Di conseguenza, l'antibiotico sintetizzato dal batterio contiene una parte furanica che agisce come una maniglia reattiva a cui possono essere attaccate selettivamente altre molecole. Ciò avviene attraverso la cosiddetta reazione di Diels-Alder. In parole povere, due strutture chimiche corrispondenti formano un anello. In questo modo è possibile, ad esempio, collegare coloranti fluorescenti e visualizzare la molecola al microscopio nel suo sito d'azione. L'accoppiamento della molecola con gli anticorpi, invece, potrebbe consentire di indirizzarla in modo specifico verso un sito bersaglio desiderato, aumentando potenzialmente l'efficacia e riducendo gli effetti collaterali indesiderati.
Il principio della chiusura a scatto
"La novità del nostro metodo è che funziona come una chiusura a scatto", sottolinea Christian Hertweck, capo del Dipartimento di Chimica Biomolecolare del Leibniz-HKI e professore all'Università Friedrich Schiller di Jena. "Permette di collegare due molecole in modo altamente controllato, ma anche di separarle nuovamente quando necessario".
Il metodo appena sviluppato è altamente versatile. I peptidi bioattivi non solo possono essere etichettati con altre molecole, ma anche arricchiti selettivamente da miscele e successivamente rilasciati. Un'altra possibile applicazione è quella di immobilizzare un peptide bioattivo, come l'antibiotico gramicidina S utilizzato in questo studio, su un materiale di supporto e rilasciarlo gradualmente attraverso il calore corporeo, in modo simile ai cerotti contenenti farmaci.

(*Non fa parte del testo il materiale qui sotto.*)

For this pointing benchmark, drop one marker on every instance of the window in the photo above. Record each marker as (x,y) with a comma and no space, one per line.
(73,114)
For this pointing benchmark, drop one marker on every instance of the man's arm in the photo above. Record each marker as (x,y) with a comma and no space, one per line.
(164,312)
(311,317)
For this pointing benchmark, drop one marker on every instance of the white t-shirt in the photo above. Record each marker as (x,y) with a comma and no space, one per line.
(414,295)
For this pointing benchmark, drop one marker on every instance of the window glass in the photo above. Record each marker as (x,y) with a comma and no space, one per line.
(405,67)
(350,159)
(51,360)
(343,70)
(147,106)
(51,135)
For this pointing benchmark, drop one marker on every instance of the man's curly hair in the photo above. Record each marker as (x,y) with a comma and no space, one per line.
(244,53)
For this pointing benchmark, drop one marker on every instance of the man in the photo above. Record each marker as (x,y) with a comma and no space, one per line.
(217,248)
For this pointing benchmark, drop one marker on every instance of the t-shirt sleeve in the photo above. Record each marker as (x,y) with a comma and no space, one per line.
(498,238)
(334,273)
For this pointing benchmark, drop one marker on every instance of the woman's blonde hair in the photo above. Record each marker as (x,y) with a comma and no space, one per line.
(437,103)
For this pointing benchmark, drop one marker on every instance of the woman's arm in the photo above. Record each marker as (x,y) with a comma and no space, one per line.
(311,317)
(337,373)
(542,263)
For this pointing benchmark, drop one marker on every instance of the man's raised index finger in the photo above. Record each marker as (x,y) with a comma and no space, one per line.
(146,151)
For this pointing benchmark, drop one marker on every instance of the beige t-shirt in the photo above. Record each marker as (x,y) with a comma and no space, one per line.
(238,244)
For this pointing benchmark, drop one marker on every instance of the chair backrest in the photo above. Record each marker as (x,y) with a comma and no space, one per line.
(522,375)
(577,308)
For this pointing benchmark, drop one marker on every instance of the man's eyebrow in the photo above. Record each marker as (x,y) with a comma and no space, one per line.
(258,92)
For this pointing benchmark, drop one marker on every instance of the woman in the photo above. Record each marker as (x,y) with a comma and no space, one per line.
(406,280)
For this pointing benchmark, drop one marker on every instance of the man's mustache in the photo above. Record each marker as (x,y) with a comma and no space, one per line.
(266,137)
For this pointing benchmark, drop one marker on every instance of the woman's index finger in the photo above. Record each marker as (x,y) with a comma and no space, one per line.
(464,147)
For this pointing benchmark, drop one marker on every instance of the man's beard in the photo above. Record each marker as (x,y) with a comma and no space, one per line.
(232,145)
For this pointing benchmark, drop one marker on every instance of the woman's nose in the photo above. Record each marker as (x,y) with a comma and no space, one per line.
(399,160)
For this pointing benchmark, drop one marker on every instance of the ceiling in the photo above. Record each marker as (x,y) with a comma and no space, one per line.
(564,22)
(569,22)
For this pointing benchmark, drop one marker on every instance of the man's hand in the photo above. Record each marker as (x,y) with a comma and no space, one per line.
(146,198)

Gli effetti collaterali scompaiono
Le scoperte inaspettate e l'osservazione attenta sono spesso potenti motori del progresso scientifico. Inizialmente, gli autori sono stati soddisfatti del fatto che l'attività antibiotica della gramicidina S non fosse diminuita dalla modifica. Tuttavia, hanno anche osservato che gli effetti collaterali indesiderati della gramicidina S sono quasi completamente scomparsi nella variante contenente furilalanina. Pertanto, il cambiamento strutturale introdotto dall'incorporazione della furilalanina può offrire di per sé importanti vantaggi.

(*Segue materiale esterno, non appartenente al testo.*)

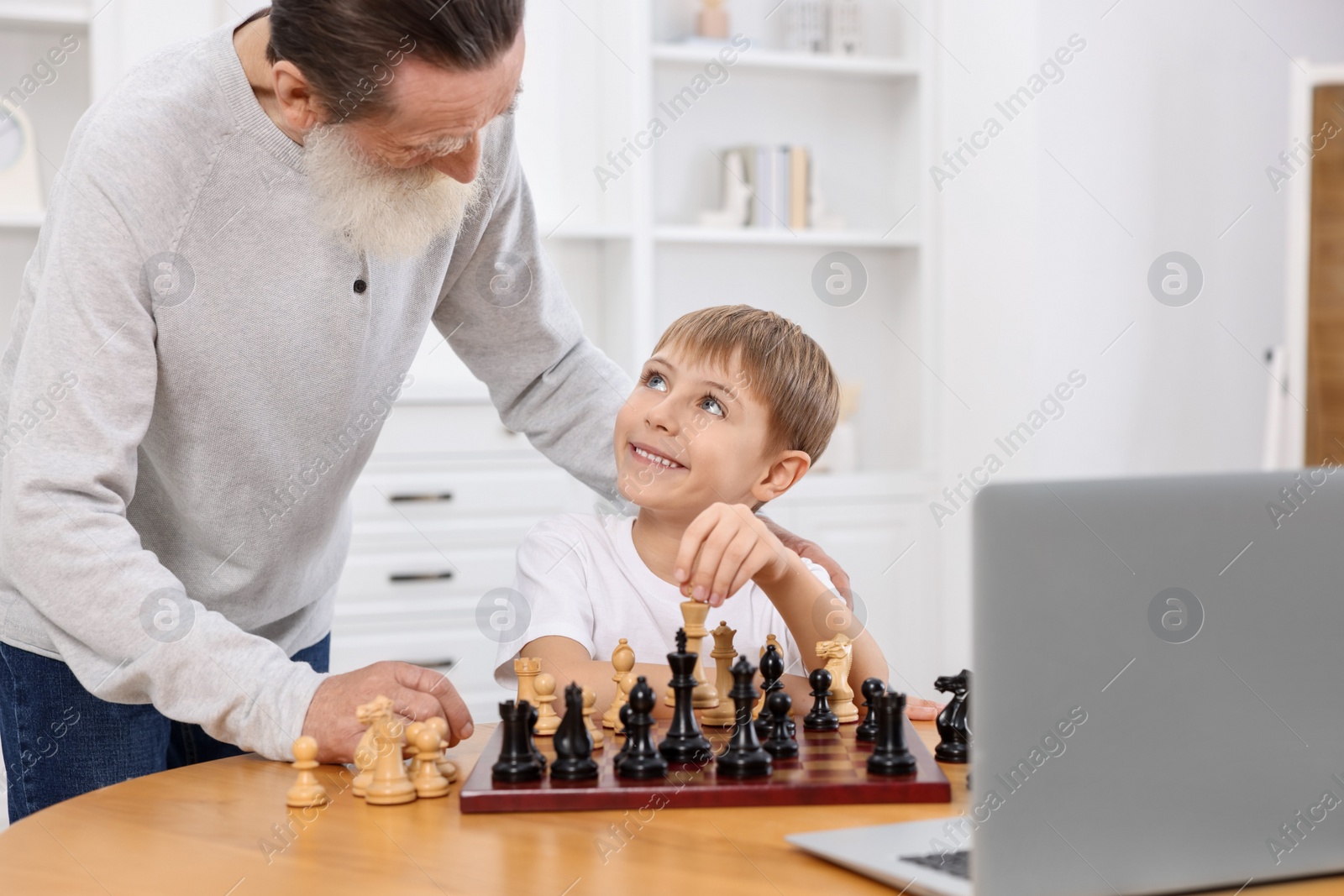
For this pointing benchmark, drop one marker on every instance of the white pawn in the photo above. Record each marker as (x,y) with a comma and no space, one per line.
(548,723)
(622,658)
(429,782)
(595,730)
(307,792)
(445,766)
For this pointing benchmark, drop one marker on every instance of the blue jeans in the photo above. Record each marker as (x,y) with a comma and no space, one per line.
(60,741)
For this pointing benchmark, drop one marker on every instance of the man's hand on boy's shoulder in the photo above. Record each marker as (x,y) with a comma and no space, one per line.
(723,548)
(812,551)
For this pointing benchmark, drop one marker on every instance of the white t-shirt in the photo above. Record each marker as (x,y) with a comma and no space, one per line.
(584,579)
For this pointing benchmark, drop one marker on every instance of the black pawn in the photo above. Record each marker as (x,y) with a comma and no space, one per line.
(871,689)
(683,741)
(820,718)
(772,669)
(640,758)
(517,761)
(531,732)
(625,719)
(780,743)
(890,755)
(743,758)
(573,741)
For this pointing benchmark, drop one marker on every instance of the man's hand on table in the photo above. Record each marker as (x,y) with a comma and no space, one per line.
(921,708)
(416,694)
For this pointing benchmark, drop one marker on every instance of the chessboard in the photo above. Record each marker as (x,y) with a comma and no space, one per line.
(831,768)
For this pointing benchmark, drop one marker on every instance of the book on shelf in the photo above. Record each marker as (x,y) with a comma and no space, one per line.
(780,179)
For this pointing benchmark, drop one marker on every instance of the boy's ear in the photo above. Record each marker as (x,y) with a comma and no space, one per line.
(786,469)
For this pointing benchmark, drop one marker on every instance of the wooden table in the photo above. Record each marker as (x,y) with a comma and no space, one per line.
(201,831)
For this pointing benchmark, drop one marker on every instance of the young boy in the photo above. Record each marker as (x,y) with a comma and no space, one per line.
(732,410)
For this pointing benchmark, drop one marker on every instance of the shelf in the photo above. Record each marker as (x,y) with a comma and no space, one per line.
(46,13)
(753,237)
(20,221)
(586,231)
(783,60)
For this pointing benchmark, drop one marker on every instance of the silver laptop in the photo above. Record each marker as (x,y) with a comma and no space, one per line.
(1158,694)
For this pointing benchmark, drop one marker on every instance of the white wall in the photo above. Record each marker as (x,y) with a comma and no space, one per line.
(1166,123)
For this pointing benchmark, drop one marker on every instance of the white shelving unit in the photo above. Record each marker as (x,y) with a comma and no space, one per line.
(632,262)
(633,259)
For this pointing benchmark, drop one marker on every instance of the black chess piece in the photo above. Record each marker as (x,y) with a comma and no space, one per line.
(953,721)
(685,741)
(772,669)
(820,718)
(517,761)
(625,720)
(780,743)
(573,741)
(890,755)
(743,758)
(531,732)
(640,758)
(871,689)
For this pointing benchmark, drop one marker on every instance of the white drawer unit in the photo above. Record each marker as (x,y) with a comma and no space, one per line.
(429,578)
(438,513)
(464,654)
(459,490)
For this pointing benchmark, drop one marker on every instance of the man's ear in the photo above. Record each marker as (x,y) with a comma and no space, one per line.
(786,469)
(297,101)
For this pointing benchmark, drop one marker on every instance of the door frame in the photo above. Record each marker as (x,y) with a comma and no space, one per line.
(1305,78)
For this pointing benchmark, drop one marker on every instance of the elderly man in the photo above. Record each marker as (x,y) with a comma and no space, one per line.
(246,244)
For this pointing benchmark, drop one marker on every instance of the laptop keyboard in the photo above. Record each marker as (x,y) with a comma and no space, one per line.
(956,864)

"In origine la gramicidina S era solo il nostro sistema di prova per valutare il metodo", spiega Hertweck. "Ma ci siamo resi conto che la modifica della molecola migliorava anche le sue proprietà farmacologiche". "La gramicidina S viene solitamente applicata solo per via topica, ad esempio contro l'acne, perché distrugge i globuli rossi al contatto diretto", aggiunge Ehinger. "Nei nostri esperimenti abbiamo osservato che l'antibiotico modificato non era più emolitico in condizioni biologicamente rilevanti". Durante lo studio, il nuovo composto è stato testato con successo contro agenti patogeni multiresistenti ai farmaci, come l'MRSA.
I risultati e la tecnologia della piattaforma sviluppata in questo lavoro potrebbero diventare molto importanti per la ricerca biomedica e le applicazioni mediche future. Per questo motivo è stata presentata una domanda di brevetto per la tecnologia.
Uno sforzo collaborativo
Ehinger e Hertweck sottolineano che lo studio è stato condotto come uno sforzo di collaborazione internazionale che ha coinvolto diversi gruppi di ricerca. Oltre al Leibniz-HKI, hanno contribuito al lavoro ricercatori delle Università di Jena, Halle e Stoccarda, nonché dell'istituto di ricerca messicano CINESTAV. Il finanziamento è stato fornito dal Cluster of Excellence di Jena "Balance of the Microverse" e dal Centro di ricerca collaborativa ChemBioSys della DFG.